How can you be sure that your doctor is proficient at colon scans?

There probably is a range of skill and attentiveness when it comes to administering colon scans. Frankly, the public is at a disadvantage here, since there’s no way to evaluate the quality of the screening. In general, I would say your safest bet is to get your colon scanned at a facility that does a high volume of colon testing — that is, thousands of colon scans per year. As a patient, you can also help ensure a high-quality scan by carefully following all bowel-cleansing instructions beforehand.

Does diet play a role in colorectal cancer?

Diets high in beef, pork, lamb or grilled or processed meats have been strongly linked to increased risk for colorectal cancer, while a diet high in vegetables and fruits has been linked to a decreased risk. Other risk factors include physical inactivity, obesity, smoking, heavy alcohol use and type 2 diabetes. If you have any of these other risk factors, be sure to keep up with regular screenings.


Pros and cons of various types of colon screenings…

Flexible sigmoidoscopy. The doctor looks at the last two feet of the colon using a flexible tube with a camera on the end.

Pros: Takes 10 to 20 minutes… minimal bowel prep required… sedation usually not used… specialist not required.

Cons: Has to be repeated every five years… examines only the one-third of the colon where about 65% of precancerous polyps are found… can’t remove all polyps… may cause discomfort… small risk of bleeding, infection or bowel tear… follow-up colonoscopy will be needed to check the rest of the colon if abnormalities are found.

Colonoscopy. The doctor looks at the entire colon using a longer version of the tube used in sigmoidoscopy.
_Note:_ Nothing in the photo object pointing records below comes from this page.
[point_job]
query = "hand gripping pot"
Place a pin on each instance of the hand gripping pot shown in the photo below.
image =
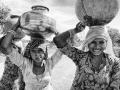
(37, 22)
(101, 11)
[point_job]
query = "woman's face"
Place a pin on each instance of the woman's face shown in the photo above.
(37, 55)
(97, 46)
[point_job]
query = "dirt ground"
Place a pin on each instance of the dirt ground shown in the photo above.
(63, 74)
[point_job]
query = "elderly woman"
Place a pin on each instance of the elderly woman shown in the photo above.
(35, 65)
(11, 77)
(96, 69)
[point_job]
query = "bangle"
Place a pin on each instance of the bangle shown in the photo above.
(11, 31)
(72, 33)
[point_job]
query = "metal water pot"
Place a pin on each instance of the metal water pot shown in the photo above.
(100, 11)
(37, 22)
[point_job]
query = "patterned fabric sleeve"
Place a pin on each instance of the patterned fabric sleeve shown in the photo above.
(115, 80)
(16, 58)
(55, 58)
(75, 54)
Pros: Can usually view entire colon… doctor can remove polyps during the procedure and immediately have them biopsied… needs to be done only every 10 years in most cases… can diagnose other diseases, too — such as ulcerative colitis and Crohn’s disease.

Cons: Can miss small polyps… full bowel preparation needed… more expensive than other forms of testing… sedation usually needed… small risk of bleeding, bowel tears or infection.

Virtual colonoscopy. Also known as CT colonography. Air is pumped into the colon, and a CT-scanner is then used to take multiple images of the colon.

Pros: Noninvasive… takes only 10 minutes… can usually view entire colon… no sedation needed.

Cons: Needs to be repeated every five years… can miss small polyps… full bowel preparation needed… doctor can’t remove polyps during testing… follow-up colonoscopy will be needed if abnormalities are found.

Double-contrast barium enema. Barium sulfate and air are pumped into the colon, which is then X-rayed to look for abnormalities.

Pros: Noninvasive… can usually view entire colon… relatively safe… no sedation needed.

Cons: Needs to be repeated every five years… can miss small polyps… full bowel preparation needed… doctor can’t remove polyps during testing… follow-up colonoscopy will be needed if abnormalities are found.